実は、USB4には10Gbps、20Gbps、40Gbpsの3つの伝送速度があります。そのため、最高伝送速度である40Gbpsのデバイスを購入したい場合は、購入前に仕様を確認することをお勧めします。
2. Thunderbolt 3インターフェースと互換性があります:
一部のUSB4デバイス(すべてではありません)はThunderbolt 3インターフェースとも互換性があります。つまり、デバイスにUSB4インターフェースが搭載されている場合は、Thunderbolt 3デバイスを外部接続できる可能性があります。ただし、これは必須ではありません。互換性があるかどうかは、デバイスメーカーの対応次第です。
3. 動的帯域幅リソース割り当て機能:
USB4ポートを使用しながらディスプレイを接続し、データ転送も行う場合、ポートは状況に応じて適切な帯域幅を割り当てます。例えば、1080pディスプレイの駆動にビデオが20%の帯域幅しか必要としない場合、残りの80%の帯域幅を他のタスクに使用できます。これはUSB 3.2以前の世代では不可能でした。それ以前のUSBの動作モードは、交互に切り替えるものでした。
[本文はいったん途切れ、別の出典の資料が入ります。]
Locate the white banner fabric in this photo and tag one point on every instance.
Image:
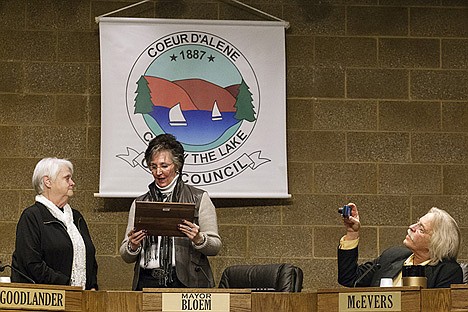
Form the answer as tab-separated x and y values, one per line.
218	86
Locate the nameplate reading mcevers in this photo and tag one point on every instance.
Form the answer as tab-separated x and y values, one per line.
32	299
370	301
178	302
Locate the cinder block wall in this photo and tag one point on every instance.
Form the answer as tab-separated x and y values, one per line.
377	114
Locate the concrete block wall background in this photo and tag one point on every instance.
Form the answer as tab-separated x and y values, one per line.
377	114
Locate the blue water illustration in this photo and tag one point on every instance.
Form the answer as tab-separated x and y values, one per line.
200	128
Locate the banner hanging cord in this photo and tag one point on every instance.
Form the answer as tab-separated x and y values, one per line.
97	18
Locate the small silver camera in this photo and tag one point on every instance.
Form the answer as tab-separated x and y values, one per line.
345	211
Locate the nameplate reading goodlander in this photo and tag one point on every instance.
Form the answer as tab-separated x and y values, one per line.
370	301
32	299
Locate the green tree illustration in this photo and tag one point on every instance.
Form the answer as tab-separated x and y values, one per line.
244	106
143	104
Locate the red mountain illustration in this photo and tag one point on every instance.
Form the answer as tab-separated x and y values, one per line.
192	94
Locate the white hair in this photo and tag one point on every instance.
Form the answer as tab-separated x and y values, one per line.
48	167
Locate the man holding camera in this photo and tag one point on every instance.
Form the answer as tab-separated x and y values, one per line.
433	242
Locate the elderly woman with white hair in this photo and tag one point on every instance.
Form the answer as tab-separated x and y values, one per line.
53	244
433	242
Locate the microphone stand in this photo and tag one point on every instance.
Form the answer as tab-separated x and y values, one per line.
3	266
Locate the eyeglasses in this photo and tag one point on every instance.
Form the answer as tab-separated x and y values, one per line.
164	167
420	227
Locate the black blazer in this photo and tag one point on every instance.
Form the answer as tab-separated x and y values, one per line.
389	264
44	251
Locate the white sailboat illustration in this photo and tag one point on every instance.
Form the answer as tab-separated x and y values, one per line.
215	114
176	117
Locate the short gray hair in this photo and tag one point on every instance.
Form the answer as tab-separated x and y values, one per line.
446	238
48	167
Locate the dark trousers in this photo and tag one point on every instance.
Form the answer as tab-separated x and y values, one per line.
147	280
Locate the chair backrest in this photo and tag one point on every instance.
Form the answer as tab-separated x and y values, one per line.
465	272
264	277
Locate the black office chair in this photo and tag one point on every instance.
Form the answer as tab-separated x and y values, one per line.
267	277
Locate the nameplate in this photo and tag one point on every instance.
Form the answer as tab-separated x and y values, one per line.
32	299
177	302
370	301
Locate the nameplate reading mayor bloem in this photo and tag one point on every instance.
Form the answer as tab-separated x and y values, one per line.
370	301
32	299
177	302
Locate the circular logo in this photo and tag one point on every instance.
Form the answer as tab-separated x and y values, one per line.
198	87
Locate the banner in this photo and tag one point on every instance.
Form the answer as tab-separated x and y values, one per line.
217	86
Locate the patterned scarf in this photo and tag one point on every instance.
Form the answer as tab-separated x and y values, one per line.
78	275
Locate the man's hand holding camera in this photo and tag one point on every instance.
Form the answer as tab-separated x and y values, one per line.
351	221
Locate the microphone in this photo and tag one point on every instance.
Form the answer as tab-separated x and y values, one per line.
200	269
374	267
3	266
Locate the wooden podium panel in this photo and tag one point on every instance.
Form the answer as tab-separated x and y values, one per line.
240	299
436	300
284	302
459	297
112	301
328	299
73	295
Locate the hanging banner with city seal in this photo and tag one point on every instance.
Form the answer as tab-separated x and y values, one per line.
217	86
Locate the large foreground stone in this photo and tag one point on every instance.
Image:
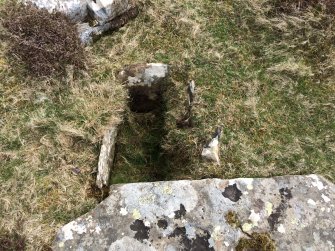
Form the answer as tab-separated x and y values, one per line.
296	211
4. USB4デバイスはすべてUSB PDをサポートする
USB PDはUSB Power Delivery(USB電力伝送)の略で、現在主流の急速充電プロトコルの一つです。USB-IFによって策定された規格で、より高い電圧と電流を実現し、最大100Wの電力伝送が可能で、電力伝送方向を自由に変更可能です。
USB-IFの規定によると、現在のUSB PD充電インターフェースの標準形式はUSB Type-Cです。USB Type-Cインターフェースには、CC1とCC2の2つのピンがあり、PD通信設定チャネルとして使用されます。
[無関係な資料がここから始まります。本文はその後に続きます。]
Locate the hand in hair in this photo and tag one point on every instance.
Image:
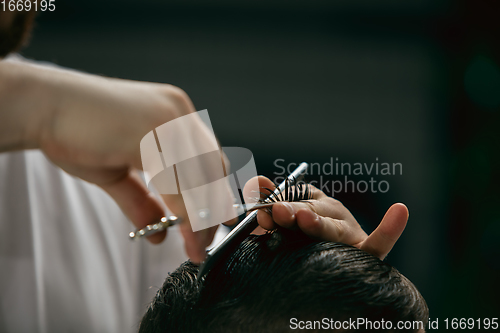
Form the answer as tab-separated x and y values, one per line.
325	218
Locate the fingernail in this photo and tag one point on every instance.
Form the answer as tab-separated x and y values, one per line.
290	209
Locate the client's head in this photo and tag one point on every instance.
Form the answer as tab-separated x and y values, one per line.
282	281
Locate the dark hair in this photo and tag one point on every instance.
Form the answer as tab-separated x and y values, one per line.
272	278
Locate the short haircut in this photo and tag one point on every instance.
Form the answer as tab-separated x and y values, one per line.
272	278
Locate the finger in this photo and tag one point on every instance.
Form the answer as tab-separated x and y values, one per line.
328	229
196	243
382	239
260	183
265	220
284	213
137	202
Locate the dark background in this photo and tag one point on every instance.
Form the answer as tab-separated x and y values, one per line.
411	82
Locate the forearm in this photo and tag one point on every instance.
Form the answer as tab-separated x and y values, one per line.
25	102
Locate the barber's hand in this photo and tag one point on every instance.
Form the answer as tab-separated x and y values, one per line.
92	126
327	219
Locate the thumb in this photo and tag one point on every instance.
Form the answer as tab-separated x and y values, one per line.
382	239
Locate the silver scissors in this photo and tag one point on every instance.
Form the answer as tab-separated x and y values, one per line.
166	222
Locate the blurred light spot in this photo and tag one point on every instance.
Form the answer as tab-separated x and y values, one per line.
482	82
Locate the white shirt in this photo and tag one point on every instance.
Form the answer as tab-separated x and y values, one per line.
66	263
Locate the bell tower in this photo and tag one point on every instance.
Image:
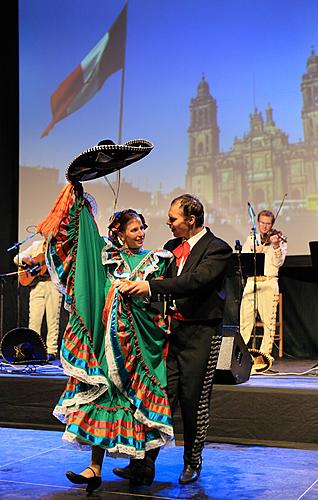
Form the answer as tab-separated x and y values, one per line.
309	88
203	139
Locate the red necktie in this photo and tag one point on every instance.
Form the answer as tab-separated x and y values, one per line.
182	251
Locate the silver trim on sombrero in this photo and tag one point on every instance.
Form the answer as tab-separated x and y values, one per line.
96	165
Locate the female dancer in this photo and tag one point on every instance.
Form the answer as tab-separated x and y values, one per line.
112	349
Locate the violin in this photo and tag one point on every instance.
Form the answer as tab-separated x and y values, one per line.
273	232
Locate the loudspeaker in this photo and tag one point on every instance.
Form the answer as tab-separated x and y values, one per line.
235	362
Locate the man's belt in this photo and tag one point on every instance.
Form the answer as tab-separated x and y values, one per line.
262	278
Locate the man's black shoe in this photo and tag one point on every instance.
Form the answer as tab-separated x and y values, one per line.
138	472
189	475
124	472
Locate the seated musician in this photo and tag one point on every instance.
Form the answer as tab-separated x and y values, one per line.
274	246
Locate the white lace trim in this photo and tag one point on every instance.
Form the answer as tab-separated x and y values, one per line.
119	451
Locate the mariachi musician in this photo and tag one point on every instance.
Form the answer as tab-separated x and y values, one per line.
274	245
44	298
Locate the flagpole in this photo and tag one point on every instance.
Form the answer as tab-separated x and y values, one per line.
121	110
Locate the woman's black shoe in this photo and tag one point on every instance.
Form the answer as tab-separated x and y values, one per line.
93	482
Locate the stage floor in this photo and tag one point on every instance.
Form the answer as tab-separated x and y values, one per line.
277	408
33	466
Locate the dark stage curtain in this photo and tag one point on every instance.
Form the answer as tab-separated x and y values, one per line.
9	146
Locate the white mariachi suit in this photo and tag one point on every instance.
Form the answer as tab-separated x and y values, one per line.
45	298
267	292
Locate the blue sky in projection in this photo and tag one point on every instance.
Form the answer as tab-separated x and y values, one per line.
251	53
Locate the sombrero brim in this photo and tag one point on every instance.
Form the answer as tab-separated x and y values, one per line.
12	347
105	159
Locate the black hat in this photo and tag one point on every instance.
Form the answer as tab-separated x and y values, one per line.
23	346
105	158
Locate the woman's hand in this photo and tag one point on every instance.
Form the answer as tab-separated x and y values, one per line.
134	288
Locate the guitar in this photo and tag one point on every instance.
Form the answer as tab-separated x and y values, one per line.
31	268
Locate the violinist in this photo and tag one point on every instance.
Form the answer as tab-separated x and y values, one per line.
265	295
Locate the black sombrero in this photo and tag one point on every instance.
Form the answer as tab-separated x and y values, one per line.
23	346
105	158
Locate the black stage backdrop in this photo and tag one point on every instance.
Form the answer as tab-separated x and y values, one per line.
298	280
9	146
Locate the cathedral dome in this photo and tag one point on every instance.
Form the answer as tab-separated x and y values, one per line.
312	62
203	88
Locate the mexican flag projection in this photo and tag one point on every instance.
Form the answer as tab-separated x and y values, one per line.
107	57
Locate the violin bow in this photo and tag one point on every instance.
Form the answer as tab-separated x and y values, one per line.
277	214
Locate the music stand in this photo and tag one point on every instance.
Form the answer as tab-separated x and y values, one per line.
248	264
252	265
313	245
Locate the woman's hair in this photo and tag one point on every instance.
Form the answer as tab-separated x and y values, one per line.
191	206
118	222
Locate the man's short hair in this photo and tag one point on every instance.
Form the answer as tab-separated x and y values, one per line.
266	213
191	206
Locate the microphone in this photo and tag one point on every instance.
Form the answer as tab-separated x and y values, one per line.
238	246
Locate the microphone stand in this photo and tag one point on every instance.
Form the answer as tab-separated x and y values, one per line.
16	246
238	249
252	216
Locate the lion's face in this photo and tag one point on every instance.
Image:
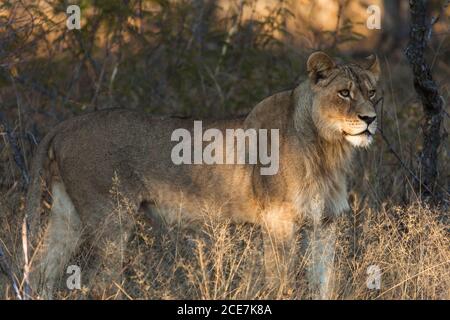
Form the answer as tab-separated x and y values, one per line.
344	99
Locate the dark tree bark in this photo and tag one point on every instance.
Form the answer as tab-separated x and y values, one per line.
428	93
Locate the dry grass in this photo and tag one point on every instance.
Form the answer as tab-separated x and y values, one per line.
221	260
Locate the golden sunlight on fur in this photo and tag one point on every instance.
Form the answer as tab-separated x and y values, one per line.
320	123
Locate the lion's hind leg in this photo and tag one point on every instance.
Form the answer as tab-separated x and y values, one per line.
61	240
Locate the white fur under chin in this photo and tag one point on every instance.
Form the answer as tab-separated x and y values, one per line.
362	141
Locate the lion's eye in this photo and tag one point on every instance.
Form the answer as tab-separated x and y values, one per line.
344	93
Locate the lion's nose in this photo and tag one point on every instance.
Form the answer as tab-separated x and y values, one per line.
367	119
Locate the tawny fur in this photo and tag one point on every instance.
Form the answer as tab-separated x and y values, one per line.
318	132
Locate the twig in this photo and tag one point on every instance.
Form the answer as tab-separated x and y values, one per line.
428	92
5	267
399	159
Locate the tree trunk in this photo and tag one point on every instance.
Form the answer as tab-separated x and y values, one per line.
432	102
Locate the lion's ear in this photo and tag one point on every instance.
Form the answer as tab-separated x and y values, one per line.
373	65
318	66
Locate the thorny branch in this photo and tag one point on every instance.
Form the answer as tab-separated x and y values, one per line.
428	93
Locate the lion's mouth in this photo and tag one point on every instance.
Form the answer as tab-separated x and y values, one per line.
365	132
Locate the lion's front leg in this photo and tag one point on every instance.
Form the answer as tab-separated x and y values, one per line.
321	240
278	234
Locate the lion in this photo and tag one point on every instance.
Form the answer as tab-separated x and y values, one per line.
321	122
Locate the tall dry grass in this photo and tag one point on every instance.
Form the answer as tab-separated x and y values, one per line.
221	260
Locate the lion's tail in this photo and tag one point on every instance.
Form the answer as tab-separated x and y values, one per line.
34	193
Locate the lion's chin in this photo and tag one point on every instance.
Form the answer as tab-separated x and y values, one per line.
362	140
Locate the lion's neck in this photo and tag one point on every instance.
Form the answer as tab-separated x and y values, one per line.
325	157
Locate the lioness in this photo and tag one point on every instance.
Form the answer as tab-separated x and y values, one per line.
320	123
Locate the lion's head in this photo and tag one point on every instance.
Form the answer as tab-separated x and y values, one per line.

5. USB Type-Cインターフェースのみ使用可能
上記の特徴から、USB4はUSB Type-Cコネクタでのみ動作できることがわかります。実際、USB PDだけでなく、USB-IFの他の最新規格もType-Cのみに対応しています。
6. 過去のプロトコルとの下位互換性がある
USB4はUSB 3およびUSB 2のデバイスやポートと併用できます。つまり、以前のプロトコル規格との下位互換性があります。ただし、USB 1.0および1.1はサポートされていません。現在、このプロトコルを採用したインターフェースは市場からほぼ姿を消しています。
もちろん、USB4デバイスをUSB 3.2ポートに接続しても、40Gbpsの速度で転送することはできません。また、旧式のUSB 2インターフェースをUSB4インターフェースに接続したからといって、速度が向上するわけではありません。